Dossier

Taliban-Offensive Alptraum für US-Militär

Noch vor kurzem galt Afghanistan als eine Art "Erfolgsgeschichte" der US-Militärs: Die Taliban-Regierung gestürzt, mit Präsident Hamid Karsai ein Freund des Westens am Ruder - und trotz gelegentlicher Scharmützel im Süden des Landes schien die Sicherheitslage sehr viel besser als im Irak. Alles vorbei: Seit Mai sterben in Afghanistan mehr US-Soldaten als im Irak, das Pentagon fürchtet im Laufe des Jahres eine weitere Offensive der Taliban - und selbst US-Präsident George W. Bush musste jüngst öffentlich einräumen, dass man es mit einem "harten Gegner" zu tun hat. Schon kursieren in Washington Pläne, Soldaten aus dem Irak abzuziehen und ins Krisengebiet Afghanistan zu schicken. Bahnt sich ein Strategiewechsel an?
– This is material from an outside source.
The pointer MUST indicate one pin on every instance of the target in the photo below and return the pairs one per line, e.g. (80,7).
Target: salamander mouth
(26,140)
Überraschend ist die Entwicklung nicht. Seit geraumer Zeit herrscht im Verteidigungsministerium in Washington Sorge über das Erstarken der islamischen Taliban. Den Taliban sei es seit ihrem Sturz Ende 2001 gelungen, sich "zu reorganisieren und als unnachgiebige Aufständischen-Truppe zu agieren", meinte das Pentagon kürzlich in einem Strategiepapier. Die Milizen würden im Laufe des Jahres "vermutlich das Ausmaß ihrer terroristischen Angriffe und Bombenattacken steigern und ausweiten". Während sich die Lage im Irak zunehmend stabilisiert, die Gewalt abebbt und Regierungstruppen Schritt für Schritt mehr Verantwortung übernehmen, steht die Regierung Karsai immer mehr unter Druck. Ausdrücklich heißt es in dem Pentagonpapier, Ziel der Taliban sei es, "die Kontrolle der Regierung in ländlichen Gebieten herauszufordern".

Der "Faktor Pakistan"

Selbst US-Generalstabschef Admiral Mike Mullen zeigte sich beeindruckt von der Stärke der Taliban. "Es sind sehr, sehr erfahrene Kämpfer", deren Gefahr weiter zunehme, zitiert das "Wall Street Journal" Mullen. "Ich bin besorgt über die Geschwindigkeit, mit der die Bedrohung zunimmt." Es hat absoluten Seltenheitswert, dass sich ein hoher US-Militär öffentlich derart anerkennend über islamistische Milizen äußert.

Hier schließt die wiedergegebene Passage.